Fifth Sunday of Lent

Today’s Gospel might be more well known for what it doesn’t tell us than what it does. Everyone wants to know—what was Jesus writing on the ground?!

Some, according to St. Thomas Aquinas, believe that He wrote the words of Jeremiah (“O earth, earth, listen…write down this man as sterile”) while others have thought He wrote the same words which he spoke (“Whoever among you is without sin, let him be the first to cast a stone at her”). In Gill’s commentary he writes that some think Jesus “wrote in legible characters the sins of the woman’s accusers,” while he himself thinks it most likely that “Christ on purpose put himself into this posture, as if he was busy about something else and did not attend to what they said.” He also offers another opinion, that Jesus was writing the names of the accusers in fulfillment of Jeremiah 17:13.

But let’s look at it another way.

Jesus was seated in the temple area teaching the people. The scribes and pharisees brought a woman caught in the act of adultery to Him and asked His judgment on the case, after reminding Him that “in the law, Moses commanded us to stone such women.” In response, to their utter confusion Jesus bends down to write on the ground. (So we aren’t alone when we find this part confusing, the scribes and pharisees didn’t understand either, at least at first!) It is only after they continue to ask that He straightens and judges that the one without sin be the first to cast a stone….before returning again to write in the dust.

So what was He writing? Let’s look a little closer.

The scribes and Pharisees brought the case to Jesus for judgment in order to test Him; they didn’t realize that when they appealed to Jesus (“Moses said this, what do you say?”) they were appealing to the New Law! Jeremiah prophesied about the coming of the New Covenant and the New Law: “I will place my law within them, and write it upon their hearts; I will be their God, and they shall be my people.” (31:33) While the Old Law was originally written by the finger of God on stone tablets, those tablets were shattered when the Israelites worshiped the golden calf, the Egyptian god Apsis. The Israelites received new stone tablets, but this time God didn’t write on them with His finger, Moses did (Exodus 34:27). Thus when the scribes and pharisees say “Moses commanded us” they were speaking more truth than they understood. But the New Law of the New Covenant is written by God in man’s heart. The word for man in Hebrew is adam (אָדָם), which also means earth or ground.

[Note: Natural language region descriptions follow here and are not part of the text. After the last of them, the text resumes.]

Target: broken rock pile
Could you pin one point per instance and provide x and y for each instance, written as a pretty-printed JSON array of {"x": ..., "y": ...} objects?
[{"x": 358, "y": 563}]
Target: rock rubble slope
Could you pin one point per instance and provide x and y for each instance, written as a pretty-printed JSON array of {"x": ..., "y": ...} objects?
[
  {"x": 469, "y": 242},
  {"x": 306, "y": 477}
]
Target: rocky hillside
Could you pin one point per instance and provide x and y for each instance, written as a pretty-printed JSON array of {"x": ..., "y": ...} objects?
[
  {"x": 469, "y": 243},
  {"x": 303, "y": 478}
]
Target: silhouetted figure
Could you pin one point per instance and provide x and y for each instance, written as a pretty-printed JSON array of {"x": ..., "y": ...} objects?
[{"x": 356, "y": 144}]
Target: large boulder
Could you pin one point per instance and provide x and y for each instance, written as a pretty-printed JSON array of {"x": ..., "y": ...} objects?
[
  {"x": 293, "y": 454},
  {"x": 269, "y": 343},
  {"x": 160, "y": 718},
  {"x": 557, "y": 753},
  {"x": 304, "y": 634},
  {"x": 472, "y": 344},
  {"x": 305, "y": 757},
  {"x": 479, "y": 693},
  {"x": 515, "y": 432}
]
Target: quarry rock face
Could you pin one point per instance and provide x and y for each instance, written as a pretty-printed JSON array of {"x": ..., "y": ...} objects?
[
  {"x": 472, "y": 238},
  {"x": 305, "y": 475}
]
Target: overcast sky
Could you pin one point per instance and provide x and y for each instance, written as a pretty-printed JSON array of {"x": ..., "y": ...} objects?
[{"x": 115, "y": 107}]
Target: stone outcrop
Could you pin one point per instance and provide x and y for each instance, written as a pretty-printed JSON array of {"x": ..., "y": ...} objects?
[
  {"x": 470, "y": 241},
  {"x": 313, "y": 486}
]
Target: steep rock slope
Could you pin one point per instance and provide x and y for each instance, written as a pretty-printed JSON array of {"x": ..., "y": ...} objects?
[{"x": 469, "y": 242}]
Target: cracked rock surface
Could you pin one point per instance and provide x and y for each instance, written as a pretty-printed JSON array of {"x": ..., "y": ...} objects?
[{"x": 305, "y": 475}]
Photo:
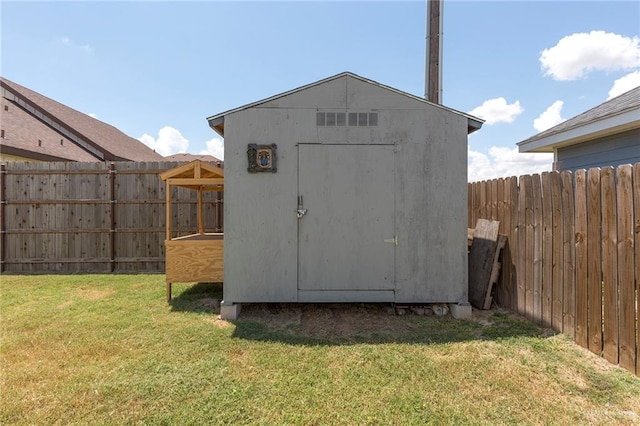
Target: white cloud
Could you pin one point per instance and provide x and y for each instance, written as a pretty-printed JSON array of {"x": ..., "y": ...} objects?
[
  {"x": 550, "y": 117},
  {"x": 624, "y": 84},
  {"x": 170, "y": 141},
  {"x": 578, "y": 54},
  {"x": 505, "y": 162},
  {"x": 497, "y": 110},
  {"x": 215, "y": 147}
]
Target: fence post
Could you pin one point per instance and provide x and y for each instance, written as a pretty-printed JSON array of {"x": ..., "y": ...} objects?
[
  {"x": 112, "y": 216},
  {"x": 3, "y": 202}
]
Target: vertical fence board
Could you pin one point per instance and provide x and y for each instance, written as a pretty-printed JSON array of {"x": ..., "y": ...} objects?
[
  {"x": 527, "y": 259},
  {"x": 522, "y": 247},
  {"x": 556, "y": 257},
  {"x": 609, "y": 264},
  {"x": 626, "y": 295},
  {"x": 58, "y": 217},
  {"x": 594, "y": 261},
  {"x": 582, "y": 269},
  {"x": 501, "y": 290},
  {"x": 569, "y": 299},
  {"x": 547, "y": 250},
  {"x": 636, "y": 227},
  {"x": 537, "y": 249},
  {"x": 512, "y": 243},
  {"x": 494, "y": 199}
]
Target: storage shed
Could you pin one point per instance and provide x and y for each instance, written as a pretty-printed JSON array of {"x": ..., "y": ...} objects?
[{"x": 345, "y": 190}]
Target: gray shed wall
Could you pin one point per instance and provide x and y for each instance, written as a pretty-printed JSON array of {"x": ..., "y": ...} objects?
[
  {"x": 430, "y": 189},
  {"x": 623, "y": 148}
]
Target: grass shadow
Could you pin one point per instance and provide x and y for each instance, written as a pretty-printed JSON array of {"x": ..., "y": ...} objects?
[
  {"x": 201, "y": 298},
  {"x": 346, "y": 324}
]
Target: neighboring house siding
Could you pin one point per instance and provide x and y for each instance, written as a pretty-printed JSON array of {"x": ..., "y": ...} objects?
[{"x": 623, "y": 148}]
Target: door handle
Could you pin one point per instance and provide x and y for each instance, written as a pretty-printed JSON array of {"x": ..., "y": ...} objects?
[
  {"x": 301, "y": 210},
  {"x": 393, "y": 241}
]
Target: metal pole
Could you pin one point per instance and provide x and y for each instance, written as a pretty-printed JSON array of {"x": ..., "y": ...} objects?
[{"x": 433, "y": 68}]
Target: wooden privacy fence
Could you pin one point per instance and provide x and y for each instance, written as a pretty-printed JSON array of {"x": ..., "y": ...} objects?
[
  {"x": 92, "y": 217},
  {"x": 573, "y": 253}
]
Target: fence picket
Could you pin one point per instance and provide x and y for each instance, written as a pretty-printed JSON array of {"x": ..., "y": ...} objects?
[
  {"x": 556, "y": 236},
  {"x": 609, "y": 264},
  {"x": 594, "y": 261},
  {"x": 636, "y": 227},
  {"x": 625, "y": 251},
  {"x": 547, "y": 250}
]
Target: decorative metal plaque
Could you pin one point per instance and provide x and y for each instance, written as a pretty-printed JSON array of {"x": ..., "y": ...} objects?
[{"x": 262, "y": 158}]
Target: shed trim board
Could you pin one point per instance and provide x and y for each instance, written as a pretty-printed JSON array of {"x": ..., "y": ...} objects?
[
  {"x": 216, "y": 122},
  {"x": 371, "y": 211}
]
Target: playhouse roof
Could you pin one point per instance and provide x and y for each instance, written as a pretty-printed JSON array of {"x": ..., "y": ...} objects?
[
  {"x": 216, "y": 122},
  {"x": 195, "y": 175}
]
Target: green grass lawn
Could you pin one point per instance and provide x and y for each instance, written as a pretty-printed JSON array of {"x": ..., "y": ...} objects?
[{"x": 108, "y": 349}]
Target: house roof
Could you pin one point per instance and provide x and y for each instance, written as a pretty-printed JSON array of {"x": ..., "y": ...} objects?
[
  {"x": 191, "y": 157},
  {"x": 216, "y": 122},
  {"x": 30, "y": 116},
  {"x": 616, "y": 115}
]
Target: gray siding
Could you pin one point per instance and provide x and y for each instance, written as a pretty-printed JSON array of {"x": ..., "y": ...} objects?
[
  {"x": 430, "y": 191},
  {"x": 623, "y": 148}
]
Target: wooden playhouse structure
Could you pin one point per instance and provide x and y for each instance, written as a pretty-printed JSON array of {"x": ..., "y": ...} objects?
[{"x": 196, "y": 257}]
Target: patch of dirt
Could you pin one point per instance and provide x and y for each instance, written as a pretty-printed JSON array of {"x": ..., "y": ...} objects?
[
  {"x": 65, "y": 305},
  {"x": 332, "y": 319},
  {"x": 92, "y": 294}
]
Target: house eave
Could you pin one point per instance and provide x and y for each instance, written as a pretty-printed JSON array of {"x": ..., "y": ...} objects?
[{"x": 608, "y": 126}]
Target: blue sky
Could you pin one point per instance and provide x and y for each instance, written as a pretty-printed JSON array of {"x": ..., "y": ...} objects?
[{"x": 156, "y": 70}]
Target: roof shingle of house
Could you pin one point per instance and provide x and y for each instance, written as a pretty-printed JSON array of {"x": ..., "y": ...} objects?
[
  {"x": 48, "y": 130},
  {"x": 618, "y": 105}
]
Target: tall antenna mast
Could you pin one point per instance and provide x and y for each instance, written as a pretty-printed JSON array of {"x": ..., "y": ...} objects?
[{"x": 433, "y": 67}]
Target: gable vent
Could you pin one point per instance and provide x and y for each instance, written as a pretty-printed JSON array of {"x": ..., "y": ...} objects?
[{"x": 351, "y": 119}]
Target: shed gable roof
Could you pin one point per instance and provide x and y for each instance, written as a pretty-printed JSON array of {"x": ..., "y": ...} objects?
[
  {"x": 216, "y": 122},
  {"x": 99, "y": 140},
  {"x": 614, "y": 116}
]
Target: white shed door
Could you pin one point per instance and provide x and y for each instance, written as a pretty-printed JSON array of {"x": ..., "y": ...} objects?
[{"x": 346, "y": 237}]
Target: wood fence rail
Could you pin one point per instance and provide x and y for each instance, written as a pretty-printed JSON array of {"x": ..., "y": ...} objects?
[
  {"x": 92, "y": 217},
  {"x": 573, "y": 253}
]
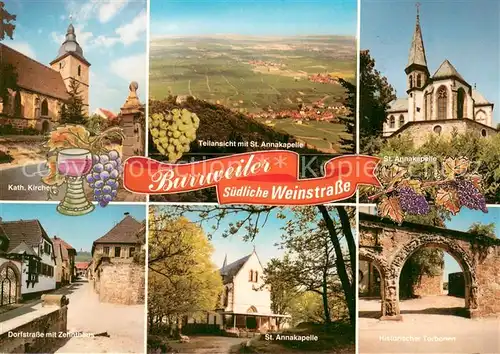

And here we see Jesus, the God-man, descending to the earth and writing on the earth/adam/man with His finger, just as Jeremiah prophesied.

But the Scribes and the Pharisees did not understand this prophetic action of Jesus, they continued to ask Him. They thought that they had backed Him into a corner where He must explicitly reject the Law of Moses or abandon His own teaching. What they didn’t know was that Jesus came not to abolish the Law, but to fulfill it. (Matthew 5:17) So He rose from the dust to speak to them before once again descending to write, showing that His judgment…which left the woman unstoned and the old law unbroken…was the fulfillment of the old law, it was the new law.

It wasn’t just His writing on the ground that was prophetic, His descending to the earth and rising again from it were also prophetic actions, speaking of God’s descent to the earth as Man and, after death, Christ’s resurrection. By His death and resurrection, into which we are baptized, our accuser is silenced and our sins are forgiven.